The restructuring reduced the company’s debt by nearly 75% and injected approximately $500 million in new financing, leaving the retailer with additional liquidity to support daily operations and invest in its stores. Van Raemdonck said the new corporate identity reflects a commitment to higher standards for the brands it represents, the customers it serves and the employees who work throughout the organization.

Consumers will not notice any changes to the store names. Shoppers will continue visiting Saks Fifth Avenue, Neiman Marcus and Bergdorf Goodman, while Exemplar Luxury Group will exist solely as the parent company overseeing the portfolio.

The financial reset comes with a dramatically smaller retail footprint. The company now operates 49 full-line stores consisting of 15 Saks Fifth Avenue locations, 33 Neiman Marcus stores and the single Bergdorf Goodman flagship on Manhattan’s Fifth Avenue. Meanwhile, the company’s Saks Off 5th discount business has been reduced to just 12 locations after the closure of most of its outlet stores.

The company’s financial troubles stem largely from its ambitious expansion. Saks Global completed its $2.7 billion acquisition of the Neiman Marcus Group in December 2024, betting that combining several of the nation’s premier luxury retailers would generate greater purchasing power and operating efficiencies. Instead, the combined company struggled under its debt burden and fell behind on payments owed to many of the luxury brands and vendors supplying its stores.

The company filed for Chapter 11 bankruptcy protection in January, and a Texas bankruptcy court approved its restructuring plan in early June, allowing the retailer to complete one of the fastest major retail bankruptcies in recent years.

A newly formed board of directors will now oversee the company. Pentwater Capital Management and Bracebridge Capital, the investment firms that supported the restructuring, will each appoint two members to the seven-person board. Van Raemdonck will also serve on the board alongside two independent directors with extensive retail experience.

Those independent directors include Dave Kimbell, former Chief Executive of Ulta Beauty, who previously held executive roles at PepsiCo and Procter & Gamble and currently serves on the board of Best Buy, and Philippe Schaus, the former head of Moët Hennessy and previously Chief Executive of DFS Group, where he spent more than a decade on the executive committee of luxury giant LVMH.

Looking ahead, van Raemdonck said management’s primary objective is to clearly differentiate each of the three retail banners so they appeal to distinct luxury customers rather than competing against one another. He believes operating under one corporate umbrella will allow the company to spread investments in technology, merchandising and staffing across all three brands more efficiently than if each operated independently.
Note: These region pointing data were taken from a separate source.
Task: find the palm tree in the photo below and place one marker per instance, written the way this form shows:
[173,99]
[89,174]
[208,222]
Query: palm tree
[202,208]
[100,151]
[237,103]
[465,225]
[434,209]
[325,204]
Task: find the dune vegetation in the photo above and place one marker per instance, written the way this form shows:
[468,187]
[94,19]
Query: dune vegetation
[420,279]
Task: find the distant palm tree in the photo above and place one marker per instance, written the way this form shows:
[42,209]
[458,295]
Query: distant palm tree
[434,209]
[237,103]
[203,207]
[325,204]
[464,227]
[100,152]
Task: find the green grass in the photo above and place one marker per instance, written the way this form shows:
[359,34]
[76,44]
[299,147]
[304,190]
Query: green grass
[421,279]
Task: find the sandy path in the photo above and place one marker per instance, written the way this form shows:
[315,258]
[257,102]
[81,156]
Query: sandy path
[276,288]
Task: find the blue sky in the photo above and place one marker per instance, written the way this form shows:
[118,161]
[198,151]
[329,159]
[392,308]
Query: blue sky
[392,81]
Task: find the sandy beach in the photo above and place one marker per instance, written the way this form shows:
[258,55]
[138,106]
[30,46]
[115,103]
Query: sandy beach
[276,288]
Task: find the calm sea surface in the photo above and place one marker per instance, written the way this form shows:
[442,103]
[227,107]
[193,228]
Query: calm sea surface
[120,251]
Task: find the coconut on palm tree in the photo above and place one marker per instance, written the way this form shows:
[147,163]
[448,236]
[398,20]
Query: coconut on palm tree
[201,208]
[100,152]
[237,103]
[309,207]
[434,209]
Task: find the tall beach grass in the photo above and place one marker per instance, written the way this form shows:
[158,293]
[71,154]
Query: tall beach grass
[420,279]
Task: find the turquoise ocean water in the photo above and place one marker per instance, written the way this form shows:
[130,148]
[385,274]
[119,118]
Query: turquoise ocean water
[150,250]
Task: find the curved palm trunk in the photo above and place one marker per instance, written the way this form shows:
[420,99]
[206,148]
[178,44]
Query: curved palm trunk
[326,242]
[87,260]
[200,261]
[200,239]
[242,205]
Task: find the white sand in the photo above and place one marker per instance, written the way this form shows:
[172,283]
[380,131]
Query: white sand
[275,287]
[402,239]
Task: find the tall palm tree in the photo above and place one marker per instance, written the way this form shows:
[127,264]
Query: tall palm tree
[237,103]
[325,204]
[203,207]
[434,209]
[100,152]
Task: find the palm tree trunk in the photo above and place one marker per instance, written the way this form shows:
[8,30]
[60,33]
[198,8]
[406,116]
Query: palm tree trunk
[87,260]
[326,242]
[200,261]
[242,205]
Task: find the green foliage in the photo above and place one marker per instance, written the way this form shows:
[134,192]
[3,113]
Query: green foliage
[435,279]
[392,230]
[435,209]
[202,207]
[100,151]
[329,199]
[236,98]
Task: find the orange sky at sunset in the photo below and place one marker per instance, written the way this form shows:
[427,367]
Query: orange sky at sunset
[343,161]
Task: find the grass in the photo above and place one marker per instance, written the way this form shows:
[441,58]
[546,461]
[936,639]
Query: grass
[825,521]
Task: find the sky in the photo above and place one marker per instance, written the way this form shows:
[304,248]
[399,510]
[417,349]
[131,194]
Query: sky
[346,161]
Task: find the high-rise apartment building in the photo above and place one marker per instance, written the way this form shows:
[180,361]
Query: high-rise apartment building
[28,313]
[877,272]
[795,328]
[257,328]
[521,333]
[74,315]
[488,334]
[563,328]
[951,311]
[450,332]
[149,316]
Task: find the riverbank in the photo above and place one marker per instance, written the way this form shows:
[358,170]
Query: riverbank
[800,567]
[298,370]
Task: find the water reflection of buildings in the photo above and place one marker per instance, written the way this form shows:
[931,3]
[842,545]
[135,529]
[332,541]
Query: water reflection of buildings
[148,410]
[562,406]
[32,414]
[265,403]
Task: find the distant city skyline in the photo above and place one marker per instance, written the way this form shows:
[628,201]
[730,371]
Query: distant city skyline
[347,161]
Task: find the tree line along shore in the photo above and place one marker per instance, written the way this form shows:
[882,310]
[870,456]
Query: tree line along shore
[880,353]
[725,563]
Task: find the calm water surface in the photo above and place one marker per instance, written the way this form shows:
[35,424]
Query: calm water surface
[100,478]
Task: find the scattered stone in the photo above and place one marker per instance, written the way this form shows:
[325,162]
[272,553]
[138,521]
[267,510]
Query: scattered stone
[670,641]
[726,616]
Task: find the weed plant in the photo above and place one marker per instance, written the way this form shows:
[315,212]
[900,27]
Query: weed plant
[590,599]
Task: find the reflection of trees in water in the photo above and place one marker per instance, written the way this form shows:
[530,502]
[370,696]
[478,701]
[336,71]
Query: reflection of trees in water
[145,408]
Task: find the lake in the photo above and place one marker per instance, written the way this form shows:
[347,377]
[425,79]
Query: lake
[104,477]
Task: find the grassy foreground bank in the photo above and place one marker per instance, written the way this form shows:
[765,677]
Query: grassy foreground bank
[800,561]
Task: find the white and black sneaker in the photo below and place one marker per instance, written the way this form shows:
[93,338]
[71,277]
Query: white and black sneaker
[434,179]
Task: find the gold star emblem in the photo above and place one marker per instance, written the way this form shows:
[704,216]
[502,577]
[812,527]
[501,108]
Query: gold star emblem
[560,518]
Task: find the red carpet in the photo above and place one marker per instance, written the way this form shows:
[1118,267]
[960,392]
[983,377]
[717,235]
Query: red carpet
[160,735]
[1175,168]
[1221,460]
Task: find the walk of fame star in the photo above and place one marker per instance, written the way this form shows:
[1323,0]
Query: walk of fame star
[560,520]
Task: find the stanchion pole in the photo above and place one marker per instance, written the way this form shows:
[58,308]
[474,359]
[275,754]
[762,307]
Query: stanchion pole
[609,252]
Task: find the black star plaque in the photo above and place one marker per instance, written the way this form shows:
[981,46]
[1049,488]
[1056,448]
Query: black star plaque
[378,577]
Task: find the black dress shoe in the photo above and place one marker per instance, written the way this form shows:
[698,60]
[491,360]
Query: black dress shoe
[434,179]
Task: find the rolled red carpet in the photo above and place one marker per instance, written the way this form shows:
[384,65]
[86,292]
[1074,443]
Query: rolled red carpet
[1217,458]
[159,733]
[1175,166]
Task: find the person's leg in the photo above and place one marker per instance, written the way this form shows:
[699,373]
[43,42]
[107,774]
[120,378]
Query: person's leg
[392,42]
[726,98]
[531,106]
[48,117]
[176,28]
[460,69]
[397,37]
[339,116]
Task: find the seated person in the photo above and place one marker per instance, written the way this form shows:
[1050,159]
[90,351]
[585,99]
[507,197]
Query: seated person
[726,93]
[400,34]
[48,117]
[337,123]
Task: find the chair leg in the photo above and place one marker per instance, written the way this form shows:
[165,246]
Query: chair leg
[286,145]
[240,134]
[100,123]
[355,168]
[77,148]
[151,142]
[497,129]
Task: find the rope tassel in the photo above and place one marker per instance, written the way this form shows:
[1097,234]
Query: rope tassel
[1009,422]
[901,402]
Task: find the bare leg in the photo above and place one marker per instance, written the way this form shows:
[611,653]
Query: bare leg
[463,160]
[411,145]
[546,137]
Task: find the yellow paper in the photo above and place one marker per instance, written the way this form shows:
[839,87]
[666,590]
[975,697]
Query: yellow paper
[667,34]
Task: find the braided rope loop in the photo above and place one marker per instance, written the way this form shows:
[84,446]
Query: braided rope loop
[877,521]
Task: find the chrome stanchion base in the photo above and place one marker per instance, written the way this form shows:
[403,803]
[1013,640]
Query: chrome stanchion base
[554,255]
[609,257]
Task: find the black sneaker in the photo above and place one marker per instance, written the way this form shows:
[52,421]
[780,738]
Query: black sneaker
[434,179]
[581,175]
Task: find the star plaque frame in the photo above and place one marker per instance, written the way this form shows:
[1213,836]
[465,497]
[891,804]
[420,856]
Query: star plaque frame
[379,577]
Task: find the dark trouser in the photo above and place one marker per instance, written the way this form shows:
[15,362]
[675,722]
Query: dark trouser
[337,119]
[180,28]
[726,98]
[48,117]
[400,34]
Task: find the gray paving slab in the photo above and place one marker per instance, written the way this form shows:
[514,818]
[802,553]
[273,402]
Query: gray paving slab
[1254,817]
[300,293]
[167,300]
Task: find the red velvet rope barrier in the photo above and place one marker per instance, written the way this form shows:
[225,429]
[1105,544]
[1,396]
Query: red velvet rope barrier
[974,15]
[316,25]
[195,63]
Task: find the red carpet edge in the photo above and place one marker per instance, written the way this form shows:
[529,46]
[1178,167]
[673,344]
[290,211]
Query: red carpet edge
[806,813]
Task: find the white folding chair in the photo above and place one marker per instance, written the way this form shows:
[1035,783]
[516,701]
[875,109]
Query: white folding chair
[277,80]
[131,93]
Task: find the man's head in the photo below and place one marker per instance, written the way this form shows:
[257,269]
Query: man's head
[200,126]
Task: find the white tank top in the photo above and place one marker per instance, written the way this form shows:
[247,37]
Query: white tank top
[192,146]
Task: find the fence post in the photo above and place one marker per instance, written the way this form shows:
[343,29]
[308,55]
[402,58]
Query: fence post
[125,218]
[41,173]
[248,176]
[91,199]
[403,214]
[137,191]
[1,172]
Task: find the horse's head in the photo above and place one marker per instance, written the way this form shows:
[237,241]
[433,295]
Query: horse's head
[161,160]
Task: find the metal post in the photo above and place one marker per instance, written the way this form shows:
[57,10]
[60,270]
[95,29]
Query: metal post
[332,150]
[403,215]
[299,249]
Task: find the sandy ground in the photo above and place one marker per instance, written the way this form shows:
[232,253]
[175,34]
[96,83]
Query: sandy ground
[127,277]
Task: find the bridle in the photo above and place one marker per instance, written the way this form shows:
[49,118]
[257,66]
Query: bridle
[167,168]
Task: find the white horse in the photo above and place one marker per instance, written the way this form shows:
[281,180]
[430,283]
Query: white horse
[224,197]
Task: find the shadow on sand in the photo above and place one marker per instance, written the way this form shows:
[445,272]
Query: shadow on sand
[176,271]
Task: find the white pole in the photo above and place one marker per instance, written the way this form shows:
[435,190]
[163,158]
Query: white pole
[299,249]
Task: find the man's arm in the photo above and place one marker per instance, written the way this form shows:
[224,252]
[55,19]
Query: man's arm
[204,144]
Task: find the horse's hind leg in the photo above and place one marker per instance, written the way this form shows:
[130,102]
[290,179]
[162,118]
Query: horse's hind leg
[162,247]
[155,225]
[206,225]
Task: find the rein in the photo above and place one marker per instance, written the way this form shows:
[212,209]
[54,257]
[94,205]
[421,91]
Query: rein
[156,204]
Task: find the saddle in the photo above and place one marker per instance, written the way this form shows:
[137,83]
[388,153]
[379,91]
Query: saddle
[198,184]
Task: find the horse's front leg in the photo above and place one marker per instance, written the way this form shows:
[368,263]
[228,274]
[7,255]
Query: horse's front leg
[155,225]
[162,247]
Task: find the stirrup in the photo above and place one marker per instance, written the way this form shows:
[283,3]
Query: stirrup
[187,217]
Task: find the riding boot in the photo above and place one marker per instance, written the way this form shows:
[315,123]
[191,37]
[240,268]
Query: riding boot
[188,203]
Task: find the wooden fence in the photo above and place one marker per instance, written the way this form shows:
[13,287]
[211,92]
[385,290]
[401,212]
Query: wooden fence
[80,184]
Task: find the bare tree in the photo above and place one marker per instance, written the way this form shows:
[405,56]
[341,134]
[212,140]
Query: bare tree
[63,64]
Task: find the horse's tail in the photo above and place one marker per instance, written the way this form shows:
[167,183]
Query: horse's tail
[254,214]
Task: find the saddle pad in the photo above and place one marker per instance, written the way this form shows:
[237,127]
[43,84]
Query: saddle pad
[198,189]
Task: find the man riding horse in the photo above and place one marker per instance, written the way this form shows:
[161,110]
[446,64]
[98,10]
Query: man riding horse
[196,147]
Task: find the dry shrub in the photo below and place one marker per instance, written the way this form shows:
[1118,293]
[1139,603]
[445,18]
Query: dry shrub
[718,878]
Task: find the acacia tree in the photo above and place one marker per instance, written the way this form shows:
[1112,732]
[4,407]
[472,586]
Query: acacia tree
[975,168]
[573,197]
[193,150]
He also said the company has already begun repaying key vendors and rebuilding merchandise inventories, important steps toward restoring confidence among luxury fashion houses whose products drive customer traffic.

The broader challenge remains the luxury consumer. While many retailers continue to face cautious spending, van Raemdonck expressed confidence that affluent shoppers remain willing to spend on premium brands. He pointed to successful product launches, exclusive in-store events and luxury trunk shows that generated record sales over the past year, arguing that consumers continue responding when brands deliver compelling merchandise and experiences.

The outcome extends well beyond the company’s own balance sheet. Saks Fifth Avenue, Neiman Marcus and Bergdorf Goodman serve as anchor tenants in premier shopping districts and major malls across the country while providing an important sales channel for luxury fashion, jewelry and accessories brands. Every store closure affects employees, suppliers, designers and commercial landlords alike.

With bankruptcy now behind it, Exemplar Luxury Group begins its next chapter as a smaller, financially stronger retailer. The challenge ahead will be proving that a leaner organization with less debt can succeed where its larger predecessor struggled—delivering sustainable profits while serving an increasingly selective luxury consumer.